8. Return X,Y,angle and distance.

I coudn't solve the 4th and 5th point.. could you help me to form an equation to solve it

Answer 1

Here is my interpretation of step 4.c:

Set the X co-ordinate value
x =

Set the X co-ordinate value as the product of:
x = ( ) * ( )

Set the X co-ordinate value as the product of the r value:
x = (r) * ( )

Set the X co-ordinate value as the product of the r value, the sum of:
x = (r) * ( ( ) + ( ) )

Set the X co-ordinate value as the product of the r value, the sum of the product of:
x = (r) * ( ( ( ) * ( ) ) + ( ) )

Set the X co-ordinate value as the product of the r value, the sum of the product of the ct:
x = (r) * ( ( (ct) * ( ) ) + ( ) )

Set the X co-ordinate value as the product of the r value, the sum of the product of the ct with the cosine value of:
x = (r) * ( ( (ct) * (cos( ) ) ) + ( ) )

Set the X co-ordinate value as the product of the r value, the sum of the product of the ct with the cosine value of the angle:
x = (r) * ( ( (ct) * (cos(angle) ) ) + ( ) )

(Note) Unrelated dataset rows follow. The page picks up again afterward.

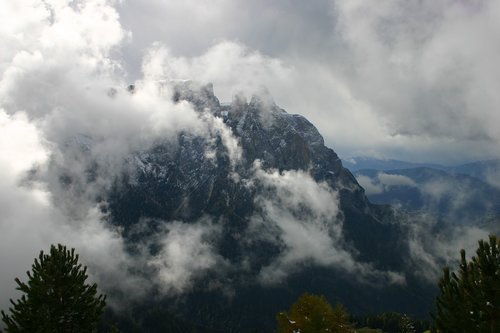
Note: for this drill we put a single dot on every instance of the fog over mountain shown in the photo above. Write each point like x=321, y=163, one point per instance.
x=111, y=117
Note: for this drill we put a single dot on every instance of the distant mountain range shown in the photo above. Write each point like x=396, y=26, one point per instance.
x=487, y=171
x=462, y=195
x=240, y=220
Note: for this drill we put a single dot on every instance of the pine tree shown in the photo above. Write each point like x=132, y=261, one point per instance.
x=469, y=301
x=311, y=314
x=56, y=298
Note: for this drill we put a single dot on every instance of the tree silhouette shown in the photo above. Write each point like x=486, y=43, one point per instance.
x=311, y=314
x=469, y=301
x=56, y=297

Set the X co-ordinate value as the product of the r value, the sum of the product of the ct with the cosine value of the angle with the sum of the product st with the Sin value of the angle:
x = (r) * ( ( (ct) * (cos(angle) ) ) + ( (st) * (sin(angle) ) ) )

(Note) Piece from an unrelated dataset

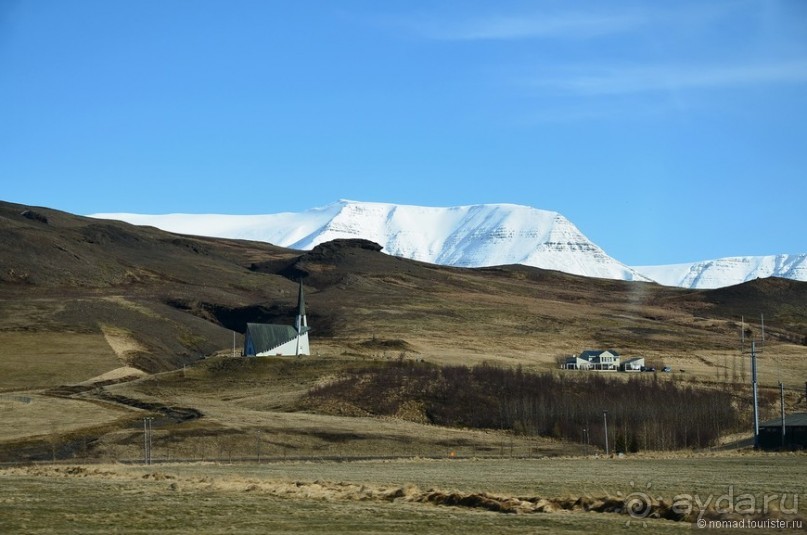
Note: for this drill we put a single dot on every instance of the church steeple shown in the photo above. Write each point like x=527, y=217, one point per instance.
x=301, y=322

Removing unnecessary parentheses:
x = r * (ct * cos(angle) + st * sin(angle));

Answer 2

Latitude and longtitude are coordinates on a sphere. XY coordinates are typically coordinates on a plane. Converting between them doesn't make a lot of sense.

You can calculate the distance between two lat/long coordinates directly; this distance is known as the Great Circle distance. Several stackoverflow questions cover how to do this. Here's one.

If you're looking for the nearest neighbour, do you actually need the angle?